Multiscale modelling is a really interesting scientific challenge that is important in a number of areas. Basically, the issue is how to create models of systems where activities and interactions at a large number of different (temporal and/or spatial) activities happen at the same time. Due to computational costs and complexity constraints we cannot just model everything at the smallest level; yet, sometimes, small details matter.
I wonder if there is a role for some kind of machine learning here? This is a very vague thought, but I wonder if somehow we can use learning to abstract simple models from more detailed models, and use those simple models as proxies for the more detailed model, with the option to drop back into the detailed model when and only when it is specifically needed?
In a recent Guardian article, Bonnie Greer suggests that Kurt Gödel “had shown the world years before that nothing can be 100% proven” (“Me and Sister Carmela”, 20th September). In fact, what he showed was the subtly different notion that not 100% of true statements (of a particular, broad class of mathematical statements) can be proven.
This is not just a pedantic factual correction. Frequently, mathematicians (and practitioners of other rigorous reasoning systems) are attacked in the media for their arrogance. This is often characterised as an assumption that “everything” can be shown to be true or false with 100% certainty. By contrast, only specific types of statements are amenable to mathematical methods; furthermore, even within that domain, not everything will be provable!
In particular, the elision of words used in some specific technical way (“proven”, “statement”) to imply that these narrow technical results magically mean something about the day-to-day meaning of these words is ubiquitous. It is not the mathematicians who are at fault in such situations, as they are precise about the narrowness of the applicability of their results.

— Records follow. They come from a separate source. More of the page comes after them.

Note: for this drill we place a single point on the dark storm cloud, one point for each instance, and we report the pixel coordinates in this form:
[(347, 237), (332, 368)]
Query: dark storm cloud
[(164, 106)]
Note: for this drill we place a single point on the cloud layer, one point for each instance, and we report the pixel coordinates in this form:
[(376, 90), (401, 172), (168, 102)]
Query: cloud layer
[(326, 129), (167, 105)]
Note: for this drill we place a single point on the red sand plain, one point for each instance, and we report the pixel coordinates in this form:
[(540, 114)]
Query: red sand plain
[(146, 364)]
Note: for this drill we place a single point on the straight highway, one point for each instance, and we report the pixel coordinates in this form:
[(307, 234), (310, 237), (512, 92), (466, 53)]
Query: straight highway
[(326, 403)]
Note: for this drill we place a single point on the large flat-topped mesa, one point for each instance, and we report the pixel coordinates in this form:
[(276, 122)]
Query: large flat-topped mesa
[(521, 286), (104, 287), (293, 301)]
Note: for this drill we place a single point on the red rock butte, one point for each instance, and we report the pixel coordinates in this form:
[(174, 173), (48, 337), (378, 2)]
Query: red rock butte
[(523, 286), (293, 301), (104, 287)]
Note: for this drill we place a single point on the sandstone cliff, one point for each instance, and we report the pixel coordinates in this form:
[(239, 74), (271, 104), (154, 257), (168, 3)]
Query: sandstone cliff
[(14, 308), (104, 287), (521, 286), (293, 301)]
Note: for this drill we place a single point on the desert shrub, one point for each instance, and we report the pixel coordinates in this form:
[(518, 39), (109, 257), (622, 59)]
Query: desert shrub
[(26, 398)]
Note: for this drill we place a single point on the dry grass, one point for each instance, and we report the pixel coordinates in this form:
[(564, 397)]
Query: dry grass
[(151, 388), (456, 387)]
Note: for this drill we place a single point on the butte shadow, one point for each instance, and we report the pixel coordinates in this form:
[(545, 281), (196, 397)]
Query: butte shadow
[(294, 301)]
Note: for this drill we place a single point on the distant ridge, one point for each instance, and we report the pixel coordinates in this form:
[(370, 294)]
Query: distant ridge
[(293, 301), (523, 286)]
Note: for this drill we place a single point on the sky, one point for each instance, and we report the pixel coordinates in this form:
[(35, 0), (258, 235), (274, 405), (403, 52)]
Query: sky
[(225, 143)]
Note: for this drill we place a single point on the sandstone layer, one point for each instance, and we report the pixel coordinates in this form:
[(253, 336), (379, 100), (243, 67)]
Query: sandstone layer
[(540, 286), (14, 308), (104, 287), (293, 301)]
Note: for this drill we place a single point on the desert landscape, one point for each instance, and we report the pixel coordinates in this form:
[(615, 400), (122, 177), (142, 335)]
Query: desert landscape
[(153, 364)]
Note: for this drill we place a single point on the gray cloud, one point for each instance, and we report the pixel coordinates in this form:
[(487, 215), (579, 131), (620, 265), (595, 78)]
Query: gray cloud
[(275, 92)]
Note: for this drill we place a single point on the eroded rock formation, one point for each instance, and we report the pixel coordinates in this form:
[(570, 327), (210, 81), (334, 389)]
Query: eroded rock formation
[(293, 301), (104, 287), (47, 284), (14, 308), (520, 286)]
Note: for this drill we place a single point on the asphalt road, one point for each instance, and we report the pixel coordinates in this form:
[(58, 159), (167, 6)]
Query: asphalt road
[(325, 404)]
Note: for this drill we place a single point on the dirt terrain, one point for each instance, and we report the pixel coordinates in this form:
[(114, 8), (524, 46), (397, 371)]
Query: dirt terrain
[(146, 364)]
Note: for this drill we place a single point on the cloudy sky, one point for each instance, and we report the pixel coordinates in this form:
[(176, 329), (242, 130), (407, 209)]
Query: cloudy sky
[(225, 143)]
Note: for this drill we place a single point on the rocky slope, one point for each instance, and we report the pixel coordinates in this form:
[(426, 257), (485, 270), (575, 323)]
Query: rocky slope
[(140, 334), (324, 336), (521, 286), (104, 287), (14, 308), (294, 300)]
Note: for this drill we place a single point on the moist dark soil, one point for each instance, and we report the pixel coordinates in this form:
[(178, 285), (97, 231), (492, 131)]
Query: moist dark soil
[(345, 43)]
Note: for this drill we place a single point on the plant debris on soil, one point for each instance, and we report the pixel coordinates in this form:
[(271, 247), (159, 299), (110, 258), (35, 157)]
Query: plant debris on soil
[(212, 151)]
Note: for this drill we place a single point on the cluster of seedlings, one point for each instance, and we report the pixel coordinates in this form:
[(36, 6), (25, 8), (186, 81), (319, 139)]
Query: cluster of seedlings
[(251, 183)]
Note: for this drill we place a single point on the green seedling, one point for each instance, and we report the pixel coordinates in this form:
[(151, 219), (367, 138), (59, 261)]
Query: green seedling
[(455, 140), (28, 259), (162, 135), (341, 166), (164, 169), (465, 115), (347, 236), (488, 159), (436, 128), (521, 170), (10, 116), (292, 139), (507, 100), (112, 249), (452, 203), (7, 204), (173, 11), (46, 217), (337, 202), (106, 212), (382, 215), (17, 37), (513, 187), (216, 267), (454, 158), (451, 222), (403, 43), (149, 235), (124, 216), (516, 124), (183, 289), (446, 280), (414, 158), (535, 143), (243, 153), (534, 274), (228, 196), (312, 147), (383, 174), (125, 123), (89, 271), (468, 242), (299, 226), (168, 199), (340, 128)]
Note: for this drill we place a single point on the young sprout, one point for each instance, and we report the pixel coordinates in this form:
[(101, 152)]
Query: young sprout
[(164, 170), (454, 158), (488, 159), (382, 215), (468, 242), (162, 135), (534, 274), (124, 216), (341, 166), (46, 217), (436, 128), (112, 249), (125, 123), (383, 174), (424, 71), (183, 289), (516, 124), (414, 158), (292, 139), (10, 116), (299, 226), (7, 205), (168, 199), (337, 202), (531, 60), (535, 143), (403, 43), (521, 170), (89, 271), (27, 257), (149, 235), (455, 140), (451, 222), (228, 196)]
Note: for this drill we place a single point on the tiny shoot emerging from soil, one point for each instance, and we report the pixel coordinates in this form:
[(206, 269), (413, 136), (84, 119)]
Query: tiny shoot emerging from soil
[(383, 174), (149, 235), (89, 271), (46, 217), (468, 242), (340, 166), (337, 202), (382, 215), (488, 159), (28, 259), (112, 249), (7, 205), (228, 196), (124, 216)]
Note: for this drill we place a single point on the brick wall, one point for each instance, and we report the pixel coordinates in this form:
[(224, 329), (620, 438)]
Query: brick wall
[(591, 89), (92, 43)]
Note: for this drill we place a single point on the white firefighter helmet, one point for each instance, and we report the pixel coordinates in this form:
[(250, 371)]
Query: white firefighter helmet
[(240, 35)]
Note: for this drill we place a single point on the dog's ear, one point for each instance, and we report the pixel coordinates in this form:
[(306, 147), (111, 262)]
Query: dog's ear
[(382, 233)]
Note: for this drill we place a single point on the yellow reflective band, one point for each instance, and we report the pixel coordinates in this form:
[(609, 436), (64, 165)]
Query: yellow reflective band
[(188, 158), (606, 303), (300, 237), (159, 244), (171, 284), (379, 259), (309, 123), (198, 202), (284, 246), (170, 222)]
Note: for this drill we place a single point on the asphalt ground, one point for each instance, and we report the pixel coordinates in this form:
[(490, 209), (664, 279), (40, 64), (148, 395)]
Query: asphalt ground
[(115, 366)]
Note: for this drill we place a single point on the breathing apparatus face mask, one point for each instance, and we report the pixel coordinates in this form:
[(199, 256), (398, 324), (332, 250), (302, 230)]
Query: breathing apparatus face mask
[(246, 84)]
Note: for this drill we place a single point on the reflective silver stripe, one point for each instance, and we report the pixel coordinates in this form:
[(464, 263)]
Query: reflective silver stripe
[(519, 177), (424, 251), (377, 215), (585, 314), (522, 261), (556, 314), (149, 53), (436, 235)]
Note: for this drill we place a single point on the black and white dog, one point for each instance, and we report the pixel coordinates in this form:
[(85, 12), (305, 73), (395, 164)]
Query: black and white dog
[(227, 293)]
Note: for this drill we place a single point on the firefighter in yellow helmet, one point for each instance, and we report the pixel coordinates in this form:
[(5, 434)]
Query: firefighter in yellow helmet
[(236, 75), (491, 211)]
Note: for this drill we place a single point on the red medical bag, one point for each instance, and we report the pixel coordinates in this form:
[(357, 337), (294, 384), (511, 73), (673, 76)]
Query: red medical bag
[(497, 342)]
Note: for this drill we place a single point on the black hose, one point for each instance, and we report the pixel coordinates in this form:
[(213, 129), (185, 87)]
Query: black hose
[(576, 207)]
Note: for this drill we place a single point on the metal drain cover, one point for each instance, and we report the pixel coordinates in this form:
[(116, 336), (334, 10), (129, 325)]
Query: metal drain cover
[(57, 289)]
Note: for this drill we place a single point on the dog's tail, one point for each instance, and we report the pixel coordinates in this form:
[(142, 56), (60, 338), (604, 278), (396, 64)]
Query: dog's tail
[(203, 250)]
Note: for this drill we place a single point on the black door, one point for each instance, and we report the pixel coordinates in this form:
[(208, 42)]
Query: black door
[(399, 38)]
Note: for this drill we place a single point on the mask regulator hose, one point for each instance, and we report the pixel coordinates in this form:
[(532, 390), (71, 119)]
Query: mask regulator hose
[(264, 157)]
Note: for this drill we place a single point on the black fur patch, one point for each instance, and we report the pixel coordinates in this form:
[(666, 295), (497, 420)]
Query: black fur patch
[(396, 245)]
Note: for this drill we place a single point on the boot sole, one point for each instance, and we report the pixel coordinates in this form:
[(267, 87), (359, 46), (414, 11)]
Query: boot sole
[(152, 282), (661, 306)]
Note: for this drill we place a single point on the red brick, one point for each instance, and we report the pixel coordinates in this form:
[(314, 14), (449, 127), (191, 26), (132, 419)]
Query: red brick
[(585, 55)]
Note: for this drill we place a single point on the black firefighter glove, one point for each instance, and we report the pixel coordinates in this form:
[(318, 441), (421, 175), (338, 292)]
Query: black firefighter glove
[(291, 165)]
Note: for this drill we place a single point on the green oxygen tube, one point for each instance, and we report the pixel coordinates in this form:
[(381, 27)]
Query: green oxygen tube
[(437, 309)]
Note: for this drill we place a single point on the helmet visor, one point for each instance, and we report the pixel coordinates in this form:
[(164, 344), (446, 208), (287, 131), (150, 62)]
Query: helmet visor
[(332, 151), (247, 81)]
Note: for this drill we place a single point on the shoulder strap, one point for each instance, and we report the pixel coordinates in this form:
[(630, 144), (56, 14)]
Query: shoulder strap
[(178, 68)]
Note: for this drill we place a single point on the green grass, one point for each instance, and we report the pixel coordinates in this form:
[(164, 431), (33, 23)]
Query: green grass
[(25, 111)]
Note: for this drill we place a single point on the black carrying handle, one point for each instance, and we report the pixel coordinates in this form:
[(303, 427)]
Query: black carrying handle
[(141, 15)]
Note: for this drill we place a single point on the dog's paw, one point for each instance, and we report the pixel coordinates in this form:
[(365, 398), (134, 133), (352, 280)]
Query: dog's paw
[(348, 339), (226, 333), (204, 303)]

It could be argued that it is the practitioners of the literary arts that are guilty of the arrogant over-reach that mathematicians are frequently blamed for: consider the slapdash use of metaphor to extend the reach of statements, overinterpretation of the meaning of technical notions based on mere co-incidence of words, and drawn out discussions that amount to little more than extended puns. This is ultimately destructive to both the understanding of science and literature and to attempts to create a meaningful dialogue between the disciplines.
Lotteries are often described as “a tax on people who are innumerate”. The idea is that any rationalist would not play a lottery, because the return on investment is shoddy—negative, indeeed, stunningly so. Back to the post office savings account then.

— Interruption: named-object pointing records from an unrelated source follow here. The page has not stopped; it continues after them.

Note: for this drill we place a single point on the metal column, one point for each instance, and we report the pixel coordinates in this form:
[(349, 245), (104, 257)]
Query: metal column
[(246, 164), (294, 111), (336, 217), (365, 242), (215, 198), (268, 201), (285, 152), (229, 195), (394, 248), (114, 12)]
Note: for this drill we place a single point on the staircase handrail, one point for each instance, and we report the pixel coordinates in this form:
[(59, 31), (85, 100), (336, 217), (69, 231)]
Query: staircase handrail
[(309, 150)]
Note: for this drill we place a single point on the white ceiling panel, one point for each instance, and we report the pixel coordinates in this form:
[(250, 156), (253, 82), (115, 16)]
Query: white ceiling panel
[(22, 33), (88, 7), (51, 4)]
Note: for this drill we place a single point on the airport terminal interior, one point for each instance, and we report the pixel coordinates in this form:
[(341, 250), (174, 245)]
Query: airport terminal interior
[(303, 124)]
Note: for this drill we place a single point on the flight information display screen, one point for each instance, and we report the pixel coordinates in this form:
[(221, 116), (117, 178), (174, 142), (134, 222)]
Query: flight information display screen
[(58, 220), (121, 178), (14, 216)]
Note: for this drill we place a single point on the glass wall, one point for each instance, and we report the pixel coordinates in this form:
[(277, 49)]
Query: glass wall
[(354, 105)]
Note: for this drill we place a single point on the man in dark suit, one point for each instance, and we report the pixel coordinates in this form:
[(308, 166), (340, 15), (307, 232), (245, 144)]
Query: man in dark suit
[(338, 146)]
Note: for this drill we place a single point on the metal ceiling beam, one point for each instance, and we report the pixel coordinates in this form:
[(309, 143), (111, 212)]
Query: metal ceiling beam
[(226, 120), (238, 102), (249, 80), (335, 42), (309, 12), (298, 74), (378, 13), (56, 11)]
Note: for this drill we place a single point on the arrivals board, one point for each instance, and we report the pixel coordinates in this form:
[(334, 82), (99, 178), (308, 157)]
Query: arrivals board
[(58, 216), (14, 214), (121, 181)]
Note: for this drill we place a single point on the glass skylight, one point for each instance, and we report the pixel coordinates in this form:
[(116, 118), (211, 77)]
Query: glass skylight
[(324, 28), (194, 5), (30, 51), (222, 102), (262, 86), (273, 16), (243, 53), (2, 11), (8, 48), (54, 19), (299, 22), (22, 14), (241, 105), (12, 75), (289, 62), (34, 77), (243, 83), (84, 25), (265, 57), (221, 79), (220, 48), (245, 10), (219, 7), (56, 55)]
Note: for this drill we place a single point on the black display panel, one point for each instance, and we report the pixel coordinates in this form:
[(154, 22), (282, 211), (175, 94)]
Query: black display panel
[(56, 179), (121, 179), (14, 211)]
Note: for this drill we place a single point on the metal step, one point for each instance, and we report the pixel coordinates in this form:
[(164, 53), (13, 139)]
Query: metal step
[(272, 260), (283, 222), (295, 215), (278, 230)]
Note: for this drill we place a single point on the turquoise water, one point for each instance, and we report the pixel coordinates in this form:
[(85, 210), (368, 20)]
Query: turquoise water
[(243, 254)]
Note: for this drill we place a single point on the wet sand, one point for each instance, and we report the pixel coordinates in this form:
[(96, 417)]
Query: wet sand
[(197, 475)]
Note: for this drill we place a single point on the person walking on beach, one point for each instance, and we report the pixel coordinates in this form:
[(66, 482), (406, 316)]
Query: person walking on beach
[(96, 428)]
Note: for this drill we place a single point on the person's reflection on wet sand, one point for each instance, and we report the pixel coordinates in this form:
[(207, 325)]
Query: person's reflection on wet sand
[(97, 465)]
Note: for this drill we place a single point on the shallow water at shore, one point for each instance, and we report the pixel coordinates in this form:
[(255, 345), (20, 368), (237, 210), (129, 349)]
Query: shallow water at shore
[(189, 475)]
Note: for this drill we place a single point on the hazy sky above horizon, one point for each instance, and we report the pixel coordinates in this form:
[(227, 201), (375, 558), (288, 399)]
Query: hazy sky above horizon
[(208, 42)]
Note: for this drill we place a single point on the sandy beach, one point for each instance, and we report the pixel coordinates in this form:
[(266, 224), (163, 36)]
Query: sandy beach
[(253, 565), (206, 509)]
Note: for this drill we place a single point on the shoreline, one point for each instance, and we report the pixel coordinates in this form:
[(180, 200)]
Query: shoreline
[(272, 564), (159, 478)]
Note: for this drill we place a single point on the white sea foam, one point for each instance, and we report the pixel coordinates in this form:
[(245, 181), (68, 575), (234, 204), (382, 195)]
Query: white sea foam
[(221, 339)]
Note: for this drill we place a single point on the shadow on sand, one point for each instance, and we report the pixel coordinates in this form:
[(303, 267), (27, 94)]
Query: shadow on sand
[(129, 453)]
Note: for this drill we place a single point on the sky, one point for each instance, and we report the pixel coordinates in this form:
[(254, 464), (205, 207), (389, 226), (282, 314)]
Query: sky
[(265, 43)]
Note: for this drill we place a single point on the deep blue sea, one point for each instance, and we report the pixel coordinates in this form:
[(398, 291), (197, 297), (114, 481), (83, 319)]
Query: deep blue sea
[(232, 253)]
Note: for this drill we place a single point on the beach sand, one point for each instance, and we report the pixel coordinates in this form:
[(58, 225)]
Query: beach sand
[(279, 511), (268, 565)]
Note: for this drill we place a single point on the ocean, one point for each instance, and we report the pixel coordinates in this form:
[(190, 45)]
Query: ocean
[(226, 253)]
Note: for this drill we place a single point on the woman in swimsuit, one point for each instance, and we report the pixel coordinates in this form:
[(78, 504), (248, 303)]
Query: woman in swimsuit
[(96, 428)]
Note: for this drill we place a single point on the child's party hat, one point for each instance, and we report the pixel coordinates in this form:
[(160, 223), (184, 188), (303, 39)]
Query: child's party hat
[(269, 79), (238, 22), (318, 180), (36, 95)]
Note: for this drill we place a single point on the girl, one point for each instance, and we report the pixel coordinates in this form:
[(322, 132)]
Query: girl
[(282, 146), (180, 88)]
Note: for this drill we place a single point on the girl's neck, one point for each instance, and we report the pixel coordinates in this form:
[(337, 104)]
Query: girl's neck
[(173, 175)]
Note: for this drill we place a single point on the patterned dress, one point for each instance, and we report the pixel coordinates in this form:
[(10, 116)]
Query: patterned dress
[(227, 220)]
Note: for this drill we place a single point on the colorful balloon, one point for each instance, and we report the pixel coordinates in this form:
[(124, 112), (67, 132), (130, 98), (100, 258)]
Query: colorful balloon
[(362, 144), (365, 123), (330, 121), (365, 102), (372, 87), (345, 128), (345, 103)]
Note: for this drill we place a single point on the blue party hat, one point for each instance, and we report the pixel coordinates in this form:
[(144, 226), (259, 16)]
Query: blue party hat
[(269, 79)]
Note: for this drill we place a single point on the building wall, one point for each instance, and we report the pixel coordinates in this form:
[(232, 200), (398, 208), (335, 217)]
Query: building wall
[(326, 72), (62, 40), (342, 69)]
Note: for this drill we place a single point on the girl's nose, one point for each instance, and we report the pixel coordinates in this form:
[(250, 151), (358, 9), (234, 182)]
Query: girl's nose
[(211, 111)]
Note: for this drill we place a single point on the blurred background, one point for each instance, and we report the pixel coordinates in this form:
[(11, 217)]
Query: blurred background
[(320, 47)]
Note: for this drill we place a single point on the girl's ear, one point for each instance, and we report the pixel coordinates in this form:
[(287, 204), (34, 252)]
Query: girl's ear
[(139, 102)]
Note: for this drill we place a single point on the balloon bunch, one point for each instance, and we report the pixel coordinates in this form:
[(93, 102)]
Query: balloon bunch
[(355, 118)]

But hang on there! Is this really why people play lotteries? Often the driving force is the remote chance of a truly life-transforming event, which is not adequately measured by the ROI.
The interesting observation is that this argument also works for events with negative consequences. Indeed, we are accustomed to this kind of reasoning about negative events. For example, people will readily argue that, whilst they know that the chances of a plane crash are minuscule, nonetheless they aren’t going anywhere a damn plane—because the consequences of being in a plane crash, however remote, are horrifying. Again, a life-transforming event, but one with bad rather than good consequences. The behaviour seems to be controlled by the same mechanism—I wonder if a carefully controlled experiment would show that the underlying structure of thought is basically the same?